Virginia Energy Regulatory Update (September 2020)

Below is our summary of notable energy regulatory activity at the Virginia State Corporation Commission (“SCC” or “Commission”) during September, 2020. During the last month, among other activity, the SCC continued its efforts to implement the renewable energy and energy storage provisions of the Virginia Clean Economy Act (“VCEA”). The VCEA, which became effective on July 1, includes new mandates and incentives for electric utilities to construct solar, wind, and storage facilities. Interested parties filed testimony regarding Dominion Energy Virginia’s (“Dominion”) 2020 Integrated Resource Plan; the SCC published draft regulations to implement the VCEA’s storage provisions; and the SCC held an evidentiary hearing to review Appalachian Power Company’s (“APCo”) request to increase its base rates. Finally, the Commission declined to extend its moratorium on public utility disconnections in light of the COVID-19 pandemic despite a plea from Governor Ralph Northam.

Please contact regulatory attorneys Will Reisinger or Matt Gooch should you have any questions about these cases or Virginia’s energy market.

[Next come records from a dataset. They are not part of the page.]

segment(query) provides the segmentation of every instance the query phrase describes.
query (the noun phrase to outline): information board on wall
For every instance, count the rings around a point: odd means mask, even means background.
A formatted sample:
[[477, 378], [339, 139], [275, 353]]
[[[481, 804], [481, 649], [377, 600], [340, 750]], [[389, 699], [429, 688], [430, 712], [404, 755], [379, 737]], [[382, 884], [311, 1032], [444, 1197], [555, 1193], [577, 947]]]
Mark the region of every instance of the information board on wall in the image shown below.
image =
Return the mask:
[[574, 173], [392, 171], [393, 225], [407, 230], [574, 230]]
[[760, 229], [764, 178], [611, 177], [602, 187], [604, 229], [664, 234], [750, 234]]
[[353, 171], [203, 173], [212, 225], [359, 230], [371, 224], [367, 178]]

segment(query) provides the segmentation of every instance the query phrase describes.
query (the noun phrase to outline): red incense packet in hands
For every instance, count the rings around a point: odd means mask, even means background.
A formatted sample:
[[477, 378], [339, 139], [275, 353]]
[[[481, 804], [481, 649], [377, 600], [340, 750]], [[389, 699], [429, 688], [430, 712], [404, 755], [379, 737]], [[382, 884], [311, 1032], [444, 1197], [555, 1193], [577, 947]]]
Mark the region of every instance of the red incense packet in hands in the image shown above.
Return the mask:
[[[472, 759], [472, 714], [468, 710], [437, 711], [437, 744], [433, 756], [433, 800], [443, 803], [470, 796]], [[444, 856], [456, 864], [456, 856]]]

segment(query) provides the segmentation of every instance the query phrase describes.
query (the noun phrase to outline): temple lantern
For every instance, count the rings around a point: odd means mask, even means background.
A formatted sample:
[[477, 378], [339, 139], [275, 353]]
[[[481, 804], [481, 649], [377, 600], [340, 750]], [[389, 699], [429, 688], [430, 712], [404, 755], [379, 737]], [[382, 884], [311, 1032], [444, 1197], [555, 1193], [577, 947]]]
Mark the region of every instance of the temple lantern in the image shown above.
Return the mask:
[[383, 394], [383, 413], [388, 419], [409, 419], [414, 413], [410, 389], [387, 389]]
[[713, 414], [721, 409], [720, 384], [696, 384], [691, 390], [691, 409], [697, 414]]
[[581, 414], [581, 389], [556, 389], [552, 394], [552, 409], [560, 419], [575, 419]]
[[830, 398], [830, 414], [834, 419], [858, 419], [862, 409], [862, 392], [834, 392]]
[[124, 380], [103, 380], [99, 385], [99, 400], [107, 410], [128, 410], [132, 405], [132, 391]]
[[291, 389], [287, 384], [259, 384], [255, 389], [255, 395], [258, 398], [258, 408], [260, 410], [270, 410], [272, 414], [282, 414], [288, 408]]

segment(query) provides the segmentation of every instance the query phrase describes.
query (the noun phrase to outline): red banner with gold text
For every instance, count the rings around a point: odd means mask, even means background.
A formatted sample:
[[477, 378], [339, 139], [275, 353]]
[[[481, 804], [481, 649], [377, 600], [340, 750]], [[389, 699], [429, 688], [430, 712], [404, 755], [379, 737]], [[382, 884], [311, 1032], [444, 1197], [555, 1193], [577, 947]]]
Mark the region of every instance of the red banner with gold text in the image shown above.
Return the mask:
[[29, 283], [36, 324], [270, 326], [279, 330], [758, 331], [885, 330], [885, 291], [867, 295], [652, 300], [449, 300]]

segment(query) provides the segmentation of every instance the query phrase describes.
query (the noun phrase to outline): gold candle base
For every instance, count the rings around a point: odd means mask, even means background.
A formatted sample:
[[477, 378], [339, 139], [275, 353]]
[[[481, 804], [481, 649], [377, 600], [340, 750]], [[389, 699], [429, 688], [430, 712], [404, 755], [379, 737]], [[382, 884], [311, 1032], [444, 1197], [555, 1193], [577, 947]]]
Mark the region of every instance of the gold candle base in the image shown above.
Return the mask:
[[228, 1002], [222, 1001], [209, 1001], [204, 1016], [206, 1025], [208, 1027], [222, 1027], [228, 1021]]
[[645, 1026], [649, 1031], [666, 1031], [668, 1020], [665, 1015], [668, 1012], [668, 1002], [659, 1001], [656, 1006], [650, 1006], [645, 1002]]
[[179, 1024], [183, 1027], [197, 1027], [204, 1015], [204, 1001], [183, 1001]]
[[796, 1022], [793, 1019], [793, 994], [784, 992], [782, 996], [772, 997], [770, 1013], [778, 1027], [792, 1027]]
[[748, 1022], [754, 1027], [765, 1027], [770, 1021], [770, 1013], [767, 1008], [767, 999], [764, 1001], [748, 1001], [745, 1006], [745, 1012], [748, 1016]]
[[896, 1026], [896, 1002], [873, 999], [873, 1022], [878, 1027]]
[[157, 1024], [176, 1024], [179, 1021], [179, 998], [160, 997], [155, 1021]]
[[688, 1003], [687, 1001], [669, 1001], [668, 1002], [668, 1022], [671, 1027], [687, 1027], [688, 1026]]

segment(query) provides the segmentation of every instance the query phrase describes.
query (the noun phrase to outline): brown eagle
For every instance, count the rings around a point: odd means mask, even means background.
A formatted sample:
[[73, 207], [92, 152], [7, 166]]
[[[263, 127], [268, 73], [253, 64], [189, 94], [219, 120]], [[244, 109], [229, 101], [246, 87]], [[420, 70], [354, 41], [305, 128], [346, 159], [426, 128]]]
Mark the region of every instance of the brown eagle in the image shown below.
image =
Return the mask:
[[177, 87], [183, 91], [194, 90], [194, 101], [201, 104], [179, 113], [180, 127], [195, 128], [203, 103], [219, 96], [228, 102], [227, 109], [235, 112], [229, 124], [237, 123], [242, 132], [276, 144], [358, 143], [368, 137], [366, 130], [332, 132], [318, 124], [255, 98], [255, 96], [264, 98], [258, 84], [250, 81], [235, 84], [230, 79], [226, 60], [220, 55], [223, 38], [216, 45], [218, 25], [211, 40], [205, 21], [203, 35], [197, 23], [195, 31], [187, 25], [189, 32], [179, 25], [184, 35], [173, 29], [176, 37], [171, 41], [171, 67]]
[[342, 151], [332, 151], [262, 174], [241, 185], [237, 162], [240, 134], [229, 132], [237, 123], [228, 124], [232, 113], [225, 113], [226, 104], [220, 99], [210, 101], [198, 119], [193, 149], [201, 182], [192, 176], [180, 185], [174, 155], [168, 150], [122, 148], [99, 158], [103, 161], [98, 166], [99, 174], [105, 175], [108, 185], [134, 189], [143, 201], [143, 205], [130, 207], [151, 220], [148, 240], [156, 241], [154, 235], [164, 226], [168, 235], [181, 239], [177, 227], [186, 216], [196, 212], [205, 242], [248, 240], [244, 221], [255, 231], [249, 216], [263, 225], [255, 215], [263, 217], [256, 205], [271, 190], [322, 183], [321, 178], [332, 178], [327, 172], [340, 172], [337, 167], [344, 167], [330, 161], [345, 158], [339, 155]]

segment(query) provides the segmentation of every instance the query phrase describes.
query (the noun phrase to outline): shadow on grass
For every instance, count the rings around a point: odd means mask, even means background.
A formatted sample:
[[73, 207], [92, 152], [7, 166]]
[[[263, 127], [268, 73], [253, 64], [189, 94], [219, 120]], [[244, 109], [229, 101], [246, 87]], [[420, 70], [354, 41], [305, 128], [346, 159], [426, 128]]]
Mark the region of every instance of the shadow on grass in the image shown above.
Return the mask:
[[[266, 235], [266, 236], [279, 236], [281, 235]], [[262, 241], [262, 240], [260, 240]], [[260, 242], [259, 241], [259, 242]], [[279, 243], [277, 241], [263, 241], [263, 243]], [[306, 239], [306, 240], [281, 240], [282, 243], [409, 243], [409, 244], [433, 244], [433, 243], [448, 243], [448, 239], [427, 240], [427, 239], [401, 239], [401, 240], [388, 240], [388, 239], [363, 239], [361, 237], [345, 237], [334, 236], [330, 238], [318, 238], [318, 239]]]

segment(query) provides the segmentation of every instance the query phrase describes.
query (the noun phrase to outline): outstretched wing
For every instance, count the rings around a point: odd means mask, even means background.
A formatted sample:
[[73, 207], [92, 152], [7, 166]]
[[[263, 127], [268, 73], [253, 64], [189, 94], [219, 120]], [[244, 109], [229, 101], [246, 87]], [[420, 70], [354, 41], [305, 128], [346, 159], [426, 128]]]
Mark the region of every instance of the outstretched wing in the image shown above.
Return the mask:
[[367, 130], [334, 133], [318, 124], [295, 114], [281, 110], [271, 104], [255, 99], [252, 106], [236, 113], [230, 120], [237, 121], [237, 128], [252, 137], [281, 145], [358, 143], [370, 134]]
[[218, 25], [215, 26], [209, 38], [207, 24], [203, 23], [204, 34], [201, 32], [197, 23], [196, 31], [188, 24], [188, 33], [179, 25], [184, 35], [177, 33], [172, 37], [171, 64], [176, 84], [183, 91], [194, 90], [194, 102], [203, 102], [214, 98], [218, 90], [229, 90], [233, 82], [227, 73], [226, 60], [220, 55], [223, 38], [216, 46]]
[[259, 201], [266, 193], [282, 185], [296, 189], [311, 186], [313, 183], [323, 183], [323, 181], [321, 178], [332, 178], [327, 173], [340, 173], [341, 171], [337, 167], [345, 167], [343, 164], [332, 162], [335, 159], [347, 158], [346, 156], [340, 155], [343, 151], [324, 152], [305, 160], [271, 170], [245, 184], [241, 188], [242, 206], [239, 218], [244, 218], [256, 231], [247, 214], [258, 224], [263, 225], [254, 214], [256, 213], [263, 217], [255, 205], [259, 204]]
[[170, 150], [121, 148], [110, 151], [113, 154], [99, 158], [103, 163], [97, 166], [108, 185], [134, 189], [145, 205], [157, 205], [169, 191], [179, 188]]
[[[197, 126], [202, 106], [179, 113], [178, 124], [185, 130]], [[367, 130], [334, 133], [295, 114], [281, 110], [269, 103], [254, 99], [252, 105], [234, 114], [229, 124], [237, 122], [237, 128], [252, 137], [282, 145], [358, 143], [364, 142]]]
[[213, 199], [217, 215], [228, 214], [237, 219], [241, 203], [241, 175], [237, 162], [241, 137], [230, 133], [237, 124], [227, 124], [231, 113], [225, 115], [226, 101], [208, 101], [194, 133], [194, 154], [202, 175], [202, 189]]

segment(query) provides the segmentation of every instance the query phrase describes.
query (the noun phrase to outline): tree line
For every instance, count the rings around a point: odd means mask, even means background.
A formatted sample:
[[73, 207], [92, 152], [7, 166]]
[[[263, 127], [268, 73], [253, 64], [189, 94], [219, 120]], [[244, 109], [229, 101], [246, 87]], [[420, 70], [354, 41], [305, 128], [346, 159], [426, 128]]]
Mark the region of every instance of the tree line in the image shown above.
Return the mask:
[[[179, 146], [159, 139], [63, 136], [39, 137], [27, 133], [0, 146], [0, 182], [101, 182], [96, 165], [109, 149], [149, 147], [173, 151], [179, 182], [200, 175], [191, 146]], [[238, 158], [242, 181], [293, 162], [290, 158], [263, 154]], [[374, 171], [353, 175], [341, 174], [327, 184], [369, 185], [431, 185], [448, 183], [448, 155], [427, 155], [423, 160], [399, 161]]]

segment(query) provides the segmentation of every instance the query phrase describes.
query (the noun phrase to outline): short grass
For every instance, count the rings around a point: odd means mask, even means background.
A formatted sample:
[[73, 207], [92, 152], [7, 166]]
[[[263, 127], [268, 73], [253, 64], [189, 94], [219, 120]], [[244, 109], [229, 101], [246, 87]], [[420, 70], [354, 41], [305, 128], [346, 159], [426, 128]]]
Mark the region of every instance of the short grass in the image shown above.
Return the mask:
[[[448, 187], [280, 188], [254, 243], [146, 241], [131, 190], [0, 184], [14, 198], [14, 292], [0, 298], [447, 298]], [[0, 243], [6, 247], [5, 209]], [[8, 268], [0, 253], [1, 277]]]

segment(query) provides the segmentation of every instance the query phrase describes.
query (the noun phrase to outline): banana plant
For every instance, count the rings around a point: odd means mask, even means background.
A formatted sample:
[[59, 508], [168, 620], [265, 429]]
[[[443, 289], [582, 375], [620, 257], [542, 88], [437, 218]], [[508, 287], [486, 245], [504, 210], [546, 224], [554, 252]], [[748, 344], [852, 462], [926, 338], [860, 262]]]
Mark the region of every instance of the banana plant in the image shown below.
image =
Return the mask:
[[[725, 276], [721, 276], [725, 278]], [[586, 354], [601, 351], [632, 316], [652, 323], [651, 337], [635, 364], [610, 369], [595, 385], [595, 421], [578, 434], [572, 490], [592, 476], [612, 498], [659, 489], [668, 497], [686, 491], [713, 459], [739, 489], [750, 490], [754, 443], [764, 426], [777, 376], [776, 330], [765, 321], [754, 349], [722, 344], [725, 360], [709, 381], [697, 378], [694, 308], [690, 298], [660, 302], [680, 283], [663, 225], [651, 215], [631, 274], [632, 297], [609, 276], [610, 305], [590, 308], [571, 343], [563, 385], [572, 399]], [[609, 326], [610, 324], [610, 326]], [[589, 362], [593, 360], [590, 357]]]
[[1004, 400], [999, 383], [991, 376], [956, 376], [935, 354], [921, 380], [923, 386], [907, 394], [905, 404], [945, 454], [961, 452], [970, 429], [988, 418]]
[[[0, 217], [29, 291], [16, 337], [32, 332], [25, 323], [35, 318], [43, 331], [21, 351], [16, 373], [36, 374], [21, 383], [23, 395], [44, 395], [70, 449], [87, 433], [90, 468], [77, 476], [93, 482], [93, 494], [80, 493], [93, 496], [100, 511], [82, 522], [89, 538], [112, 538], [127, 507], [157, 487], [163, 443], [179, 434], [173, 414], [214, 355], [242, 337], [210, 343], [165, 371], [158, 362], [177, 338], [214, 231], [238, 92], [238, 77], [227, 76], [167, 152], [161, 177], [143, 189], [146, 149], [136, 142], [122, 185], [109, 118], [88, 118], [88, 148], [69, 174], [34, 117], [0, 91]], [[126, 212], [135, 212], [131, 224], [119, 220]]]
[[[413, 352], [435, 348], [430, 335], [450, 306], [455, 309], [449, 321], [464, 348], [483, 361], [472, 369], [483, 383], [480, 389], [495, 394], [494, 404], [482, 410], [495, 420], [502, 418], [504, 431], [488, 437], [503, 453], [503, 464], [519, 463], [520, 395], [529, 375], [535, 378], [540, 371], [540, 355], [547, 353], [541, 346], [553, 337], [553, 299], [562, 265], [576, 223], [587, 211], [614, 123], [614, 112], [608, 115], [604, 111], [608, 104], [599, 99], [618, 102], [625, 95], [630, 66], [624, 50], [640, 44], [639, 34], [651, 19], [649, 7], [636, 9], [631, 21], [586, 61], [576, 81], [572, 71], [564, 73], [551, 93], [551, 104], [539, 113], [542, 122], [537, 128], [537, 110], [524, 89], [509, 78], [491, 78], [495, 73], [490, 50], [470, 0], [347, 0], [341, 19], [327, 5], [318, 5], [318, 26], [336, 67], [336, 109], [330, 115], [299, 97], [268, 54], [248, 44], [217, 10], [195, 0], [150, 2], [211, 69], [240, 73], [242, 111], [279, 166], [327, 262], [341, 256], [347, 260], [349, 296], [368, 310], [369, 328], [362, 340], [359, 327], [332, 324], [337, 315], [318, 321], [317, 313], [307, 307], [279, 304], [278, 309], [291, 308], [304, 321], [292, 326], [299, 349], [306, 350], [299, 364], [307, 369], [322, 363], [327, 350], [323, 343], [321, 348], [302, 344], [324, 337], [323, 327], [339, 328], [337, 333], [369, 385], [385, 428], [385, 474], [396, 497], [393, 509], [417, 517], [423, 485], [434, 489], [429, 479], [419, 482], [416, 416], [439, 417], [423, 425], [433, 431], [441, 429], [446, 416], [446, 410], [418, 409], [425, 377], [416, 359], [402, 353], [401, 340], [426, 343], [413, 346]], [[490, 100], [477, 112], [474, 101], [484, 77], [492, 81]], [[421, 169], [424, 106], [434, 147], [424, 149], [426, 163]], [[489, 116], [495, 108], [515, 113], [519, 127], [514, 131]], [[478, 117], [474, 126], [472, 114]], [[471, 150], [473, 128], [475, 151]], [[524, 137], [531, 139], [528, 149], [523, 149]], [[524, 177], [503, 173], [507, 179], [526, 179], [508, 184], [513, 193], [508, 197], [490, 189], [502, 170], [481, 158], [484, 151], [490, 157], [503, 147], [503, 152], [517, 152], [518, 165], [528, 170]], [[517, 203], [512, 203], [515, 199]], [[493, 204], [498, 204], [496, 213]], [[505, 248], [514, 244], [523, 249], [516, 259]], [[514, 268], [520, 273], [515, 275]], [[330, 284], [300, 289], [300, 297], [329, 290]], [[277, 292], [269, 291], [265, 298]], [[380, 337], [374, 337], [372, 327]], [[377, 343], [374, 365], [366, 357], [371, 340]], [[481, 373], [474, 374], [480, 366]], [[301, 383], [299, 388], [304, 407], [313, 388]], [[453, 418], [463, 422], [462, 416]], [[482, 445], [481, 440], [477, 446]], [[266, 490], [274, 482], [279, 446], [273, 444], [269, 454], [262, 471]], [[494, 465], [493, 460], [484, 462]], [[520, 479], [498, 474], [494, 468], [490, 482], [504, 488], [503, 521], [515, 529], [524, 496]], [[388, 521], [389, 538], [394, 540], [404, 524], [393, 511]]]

ReisingerGooch PLC is a Richmond law firm providing regulatory and transactional counsel to clean energy companies and public interest organizations.

Administrative matters:

  • SCC declines to extend moratorium on utility disconnections beyond October 5 – Case No. PUR-2020-00048

On March 16, the SCC issued an order prohibiting utility disconnections for nonpayment for a 60-day period in light of the COVID-19 emergency. The SCC’s order prohibits all regulated utilities – including over 60 electric, gas, water, and sewer companies – from terminating utility service for nonpayment. The order applies to all investor-owned and cooperative utilities. This order was later extended to be effective through October 5. In its order extending the moratorium through October 5, however, the Commission stated that it would not be extended further.

On October 1, the Governor sent a request to the commissioners asking that the moratorium order be extended again, through December 1 or until a General Assembly reconvened session, whichever is sooner. On October 2, the counsel to the commissioners sent a letter to the Governor stating that his request would be denied. The SCC stated that it stands ready to implement any directives from the legislature.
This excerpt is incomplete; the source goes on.